Numerical and experimental investigation of heat transfer characteristics of liquid flow with Micro-Encapsulated Phase Change Material.

摘要

This numerical and experimental study investigates the heat transfer characteristics and corresponding pressure drop of a liquid flow with Micro-Encapsulated Phase Change Material (MEPCM). In addition, this study numerically explores the effect of presence of MEPCM on the heat transfer characteristics of a liquid in a rectangular cavity driven by natural convection.;Unlike pure liquids, the heat transfer characteristics of MEPCM slurry can not be simply presented in terms of corresponding dimensionless controlling parameters such as Peclet number or Rayleigh number. In the presence of phase change particles, the controlling parameters' values change significantly along the tube length due to the phase change.;In the experimental work, MEPCM mass concentration is varied between 0--20 percent with average particle diameter of 10 microm. Tube wall temperature profile, fluid inlet and outlet temperatures, pressure drop across the tube length are measured and the corresponding Nusselt number is determined for various operating conditions.;The experimental results are used to validate the numerical model predictions. The numerical model results show good agreement with the experimental data under various operating conditions.
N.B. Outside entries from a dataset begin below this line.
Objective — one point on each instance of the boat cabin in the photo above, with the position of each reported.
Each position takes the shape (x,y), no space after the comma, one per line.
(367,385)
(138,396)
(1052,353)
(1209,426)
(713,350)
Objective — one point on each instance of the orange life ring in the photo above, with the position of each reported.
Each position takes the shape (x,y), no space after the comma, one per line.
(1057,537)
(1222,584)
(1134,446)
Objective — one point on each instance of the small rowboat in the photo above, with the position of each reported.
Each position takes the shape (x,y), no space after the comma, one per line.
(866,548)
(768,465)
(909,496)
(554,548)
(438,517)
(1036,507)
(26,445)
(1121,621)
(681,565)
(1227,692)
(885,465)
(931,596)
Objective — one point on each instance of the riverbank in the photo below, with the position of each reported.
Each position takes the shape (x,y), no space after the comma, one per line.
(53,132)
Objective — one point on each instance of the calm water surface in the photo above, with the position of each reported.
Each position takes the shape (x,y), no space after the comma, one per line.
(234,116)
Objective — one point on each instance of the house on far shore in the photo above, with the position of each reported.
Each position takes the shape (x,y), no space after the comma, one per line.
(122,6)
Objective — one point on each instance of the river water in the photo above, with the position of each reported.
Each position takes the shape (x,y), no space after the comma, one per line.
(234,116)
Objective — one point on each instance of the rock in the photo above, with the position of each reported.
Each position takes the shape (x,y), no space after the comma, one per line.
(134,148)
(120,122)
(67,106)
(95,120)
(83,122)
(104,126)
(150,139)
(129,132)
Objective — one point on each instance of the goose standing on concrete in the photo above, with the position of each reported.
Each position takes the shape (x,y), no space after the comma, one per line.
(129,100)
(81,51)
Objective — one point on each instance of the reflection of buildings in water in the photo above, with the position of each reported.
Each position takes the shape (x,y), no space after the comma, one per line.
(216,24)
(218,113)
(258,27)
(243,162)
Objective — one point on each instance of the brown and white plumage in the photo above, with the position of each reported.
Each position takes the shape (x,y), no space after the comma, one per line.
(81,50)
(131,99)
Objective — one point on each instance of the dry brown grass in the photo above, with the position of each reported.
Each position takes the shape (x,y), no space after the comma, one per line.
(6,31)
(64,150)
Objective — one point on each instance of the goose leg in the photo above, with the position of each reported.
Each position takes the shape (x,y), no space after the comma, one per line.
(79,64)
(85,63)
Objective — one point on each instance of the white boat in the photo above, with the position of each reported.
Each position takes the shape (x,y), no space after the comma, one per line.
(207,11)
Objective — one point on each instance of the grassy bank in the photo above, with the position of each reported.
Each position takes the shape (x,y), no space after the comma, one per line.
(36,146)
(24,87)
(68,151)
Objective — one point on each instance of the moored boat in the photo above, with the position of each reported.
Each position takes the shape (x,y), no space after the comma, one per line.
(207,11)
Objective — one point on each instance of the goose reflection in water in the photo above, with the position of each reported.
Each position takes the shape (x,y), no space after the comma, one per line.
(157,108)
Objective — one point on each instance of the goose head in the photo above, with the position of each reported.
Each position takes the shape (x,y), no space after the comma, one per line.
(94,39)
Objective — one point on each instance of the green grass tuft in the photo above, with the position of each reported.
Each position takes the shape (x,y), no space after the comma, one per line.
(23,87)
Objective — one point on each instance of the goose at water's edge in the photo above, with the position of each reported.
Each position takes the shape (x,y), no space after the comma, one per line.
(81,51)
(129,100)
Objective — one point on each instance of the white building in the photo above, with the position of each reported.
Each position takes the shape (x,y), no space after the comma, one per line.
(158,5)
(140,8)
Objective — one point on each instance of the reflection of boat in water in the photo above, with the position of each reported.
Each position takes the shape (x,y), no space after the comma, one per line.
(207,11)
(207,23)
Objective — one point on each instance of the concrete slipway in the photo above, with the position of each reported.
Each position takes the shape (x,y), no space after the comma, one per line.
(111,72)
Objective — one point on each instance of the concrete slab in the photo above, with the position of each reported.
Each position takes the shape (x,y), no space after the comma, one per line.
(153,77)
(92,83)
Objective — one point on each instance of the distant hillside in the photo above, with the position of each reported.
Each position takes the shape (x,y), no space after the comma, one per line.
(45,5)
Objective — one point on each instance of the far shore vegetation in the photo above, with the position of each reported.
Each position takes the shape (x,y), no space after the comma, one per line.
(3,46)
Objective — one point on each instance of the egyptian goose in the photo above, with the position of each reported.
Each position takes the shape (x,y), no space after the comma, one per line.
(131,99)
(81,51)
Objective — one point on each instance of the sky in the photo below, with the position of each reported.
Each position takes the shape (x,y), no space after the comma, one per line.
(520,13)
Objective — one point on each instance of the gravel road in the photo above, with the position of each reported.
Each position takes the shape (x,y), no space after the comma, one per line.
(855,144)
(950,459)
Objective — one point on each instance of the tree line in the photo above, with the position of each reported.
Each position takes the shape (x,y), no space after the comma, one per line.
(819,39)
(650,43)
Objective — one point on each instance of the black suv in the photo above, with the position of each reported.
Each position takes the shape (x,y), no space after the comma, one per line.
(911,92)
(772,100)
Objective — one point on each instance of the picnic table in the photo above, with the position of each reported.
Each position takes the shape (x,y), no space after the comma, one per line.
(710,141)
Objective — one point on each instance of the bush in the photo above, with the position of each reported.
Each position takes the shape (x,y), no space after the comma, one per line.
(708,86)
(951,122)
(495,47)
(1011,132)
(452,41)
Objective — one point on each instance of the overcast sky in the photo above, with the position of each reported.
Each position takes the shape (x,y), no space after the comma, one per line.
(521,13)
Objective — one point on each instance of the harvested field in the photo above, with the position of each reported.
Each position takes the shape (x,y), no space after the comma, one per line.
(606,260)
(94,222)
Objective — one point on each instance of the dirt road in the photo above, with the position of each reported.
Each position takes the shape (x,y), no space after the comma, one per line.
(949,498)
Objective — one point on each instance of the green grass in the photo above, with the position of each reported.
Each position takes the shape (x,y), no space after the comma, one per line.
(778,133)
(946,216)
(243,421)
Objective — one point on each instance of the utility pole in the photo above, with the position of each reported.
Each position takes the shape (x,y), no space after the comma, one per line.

The good agreements between the numerical predictions and experimental data are partially due to the direct utilization of the actual melting curve of the MEPCM in the numerical simulations. This study identifies the significance of the direct employment of the actual melting curve in the numerical simulations.;The experimental and numerical results show significant enhancements in heat transfer coefficient (higher than 50%) and reduction in tube wall temperature (higher than 40%). The numerical results reveal that the presence of MEPCM in the working fluid slows the growth of the thermal boundary layer and the strong dependence of the heat transfer coefficient on the location of the melting zone interface.;The effect of MEPCM on the heat transfer characteristics of natural convection in a rectangular cavity driven by two parallel vertical plates at different temperatures is numerically investigated. The numerical results show significant increase in heat transfer coefficient (up to 80%). This increase is a result of the MEPCM latent heat and the increased volume expansion coefficient due to MEPCM volume change during melting.